For processors slaughtering thousands of animals every day that’s a huge and costly change, he said. The USDA estimates the label will cost the industry somewhere between $53.1 and $192.1 million. AMI believes it could cost significantly more, with estimates as high as $500 million for the cattle industry alone just to reconfigure processing plants to accommodate the new rules.
That’s a lot of money especially if, as Dopp said, consumers aren’t even interested in the information: “Independently generated data does not suggest that consumers care all that much about the country of origin.”
But that’s not exactly what the data has said. What the Kansas State University study Dopp referred to really found, according to the study’s lead author Glynn T. Tonsor, is that consumers regularly selected meat carrying origin information over meat that had no label at all. “What has been much less examined is if there is an actual willingness to pay by the public to back this preference,” Tonsor said. Another poll, conducted by the Consumer Federation of America in May 2013, found that 90% of Americans support labeling meat packages with the country of origin.
Another group opposed to the country of origin labels, who also contributed to the 12-year delay, are the meat producers of Mexico and Canada, the two countries most intertwined with the American meat system. They worry that grocery stores — which are the ones breaking down shipments of huge slabs of meat, putting it in packages and labeling those packages — will choose to carry all-American meat just because it’s simpler for them. A USDA study seems to confirm their concerns, finding that beef labeled with “Canada” or “Mexico” fetched lower prices than beef produced entirely within the United States. According to the Canadian Agriculture Minister, COOL could cost the country’s livestock sector $1 billion per year. Mexico and Canada went so far as to say the labels violate international trade agreements and are fighting it out with the USDA at the World Trade Organization.
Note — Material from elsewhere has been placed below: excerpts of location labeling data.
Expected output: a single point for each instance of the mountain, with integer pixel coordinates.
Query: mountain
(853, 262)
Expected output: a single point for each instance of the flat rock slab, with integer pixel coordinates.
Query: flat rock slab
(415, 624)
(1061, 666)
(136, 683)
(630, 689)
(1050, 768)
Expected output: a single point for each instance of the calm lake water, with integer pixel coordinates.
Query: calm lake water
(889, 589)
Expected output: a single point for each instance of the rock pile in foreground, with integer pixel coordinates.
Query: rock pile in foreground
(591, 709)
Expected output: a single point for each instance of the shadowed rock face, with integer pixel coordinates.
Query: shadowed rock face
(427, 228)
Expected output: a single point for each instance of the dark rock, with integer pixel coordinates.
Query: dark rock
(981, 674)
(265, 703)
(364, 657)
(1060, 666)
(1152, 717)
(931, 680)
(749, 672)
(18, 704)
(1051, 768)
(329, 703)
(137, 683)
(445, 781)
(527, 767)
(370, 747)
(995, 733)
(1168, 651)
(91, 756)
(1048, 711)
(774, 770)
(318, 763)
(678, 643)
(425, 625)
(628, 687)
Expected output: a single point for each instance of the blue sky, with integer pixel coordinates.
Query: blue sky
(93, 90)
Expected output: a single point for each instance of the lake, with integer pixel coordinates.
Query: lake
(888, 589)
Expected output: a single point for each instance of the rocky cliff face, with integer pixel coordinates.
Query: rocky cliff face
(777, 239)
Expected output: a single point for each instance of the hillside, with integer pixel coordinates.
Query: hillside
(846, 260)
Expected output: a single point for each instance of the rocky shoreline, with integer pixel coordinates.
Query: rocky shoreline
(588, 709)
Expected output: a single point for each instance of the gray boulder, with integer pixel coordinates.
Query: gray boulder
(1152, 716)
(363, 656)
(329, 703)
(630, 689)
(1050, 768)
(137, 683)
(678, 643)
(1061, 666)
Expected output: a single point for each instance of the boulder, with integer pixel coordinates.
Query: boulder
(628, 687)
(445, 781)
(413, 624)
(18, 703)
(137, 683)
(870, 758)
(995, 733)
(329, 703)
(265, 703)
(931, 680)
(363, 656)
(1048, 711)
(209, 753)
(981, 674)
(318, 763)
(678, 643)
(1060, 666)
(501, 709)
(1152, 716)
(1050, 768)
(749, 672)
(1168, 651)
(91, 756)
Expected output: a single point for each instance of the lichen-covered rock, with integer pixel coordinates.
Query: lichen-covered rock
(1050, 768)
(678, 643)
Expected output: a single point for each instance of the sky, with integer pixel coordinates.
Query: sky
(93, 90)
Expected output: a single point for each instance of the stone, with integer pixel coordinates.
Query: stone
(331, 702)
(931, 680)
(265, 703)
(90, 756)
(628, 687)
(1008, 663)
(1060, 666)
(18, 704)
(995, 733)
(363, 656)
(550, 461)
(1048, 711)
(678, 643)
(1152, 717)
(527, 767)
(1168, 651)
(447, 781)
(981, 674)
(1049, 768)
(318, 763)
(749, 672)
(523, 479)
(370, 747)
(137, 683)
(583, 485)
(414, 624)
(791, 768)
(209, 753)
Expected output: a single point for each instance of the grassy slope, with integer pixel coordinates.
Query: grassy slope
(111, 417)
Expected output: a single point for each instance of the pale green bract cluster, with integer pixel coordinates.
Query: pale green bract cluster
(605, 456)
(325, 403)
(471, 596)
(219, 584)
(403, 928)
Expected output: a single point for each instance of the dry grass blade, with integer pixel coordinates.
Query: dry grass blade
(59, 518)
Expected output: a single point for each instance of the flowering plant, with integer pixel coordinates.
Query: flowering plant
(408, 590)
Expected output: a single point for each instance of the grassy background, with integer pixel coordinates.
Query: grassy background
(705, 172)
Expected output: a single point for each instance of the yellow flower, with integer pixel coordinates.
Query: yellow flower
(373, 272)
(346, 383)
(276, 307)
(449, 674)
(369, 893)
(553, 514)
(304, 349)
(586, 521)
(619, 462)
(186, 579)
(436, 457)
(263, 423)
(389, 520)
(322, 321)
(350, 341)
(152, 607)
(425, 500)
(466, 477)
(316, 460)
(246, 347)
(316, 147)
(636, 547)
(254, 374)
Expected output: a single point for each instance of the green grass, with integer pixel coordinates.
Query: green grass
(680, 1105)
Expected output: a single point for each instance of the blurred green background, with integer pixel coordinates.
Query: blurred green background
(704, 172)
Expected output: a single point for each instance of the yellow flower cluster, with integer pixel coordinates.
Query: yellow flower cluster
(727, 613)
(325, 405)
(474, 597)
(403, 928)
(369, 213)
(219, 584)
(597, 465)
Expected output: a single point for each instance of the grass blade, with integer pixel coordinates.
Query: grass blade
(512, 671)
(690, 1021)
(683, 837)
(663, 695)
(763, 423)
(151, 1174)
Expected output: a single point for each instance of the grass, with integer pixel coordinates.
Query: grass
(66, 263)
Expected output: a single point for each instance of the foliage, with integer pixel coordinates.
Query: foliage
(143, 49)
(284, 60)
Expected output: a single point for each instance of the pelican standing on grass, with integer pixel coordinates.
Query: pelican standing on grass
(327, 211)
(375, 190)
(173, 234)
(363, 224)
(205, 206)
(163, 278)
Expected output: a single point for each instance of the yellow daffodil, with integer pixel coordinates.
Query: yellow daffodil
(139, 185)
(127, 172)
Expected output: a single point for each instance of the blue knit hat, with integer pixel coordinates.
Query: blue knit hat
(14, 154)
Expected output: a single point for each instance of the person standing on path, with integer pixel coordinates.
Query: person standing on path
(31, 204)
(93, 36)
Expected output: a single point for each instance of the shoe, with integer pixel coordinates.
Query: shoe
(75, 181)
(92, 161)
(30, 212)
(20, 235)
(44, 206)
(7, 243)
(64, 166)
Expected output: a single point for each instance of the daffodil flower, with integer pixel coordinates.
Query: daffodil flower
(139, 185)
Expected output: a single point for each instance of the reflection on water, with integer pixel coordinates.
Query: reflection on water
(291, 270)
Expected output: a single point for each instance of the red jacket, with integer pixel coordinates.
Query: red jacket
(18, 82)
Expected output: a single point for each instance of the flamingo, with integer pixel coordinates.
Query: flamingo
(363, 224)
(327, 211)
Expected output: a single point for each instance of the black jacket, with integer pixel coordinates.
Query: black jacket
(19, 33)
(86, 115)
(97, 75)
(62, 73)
The Canadian government has threatened retaliatory tariffs against certain U.S. imports if the rules aren’t changed.
“What Canada and Mexico are really complaining about is that their products do not demand the same price in the U.S. marketplace,” said Bill Bullard, CEO of R-CALF, an association of domestic cattle producers that supports the labeling law. His group supports the law because it gives smaller American meat producers a better chance at competing.
The courts so far have upheld COOL, finding that the labels neither violate free speech rights, as the meat producers say, nor necessarily cost more than the industry can handle.
But the new labels still fall short of letting us know where our meat comes from. An ideal label could, at the very least, include the precise farm where the animal was born, the feeding operation where it was raised, and the slaughterhouse where it was processed. Armed with the names of the actual facilities, a concerned consumer could fairly easily find out more about their conditions on the internet, including the housing provided, the hormones and antibiotics administered, and the GMOs the animals were fed. It might take a few minutes to track down, and some facilities would have more details published than others, but any consumer actually interested could probably find some of the information they’re seeking.
It took 12 years, however, just to have the countries that the animals were born, raised, and slaughtered in listed. Imagine how long would it take to require meat labels to provide that kind of real information.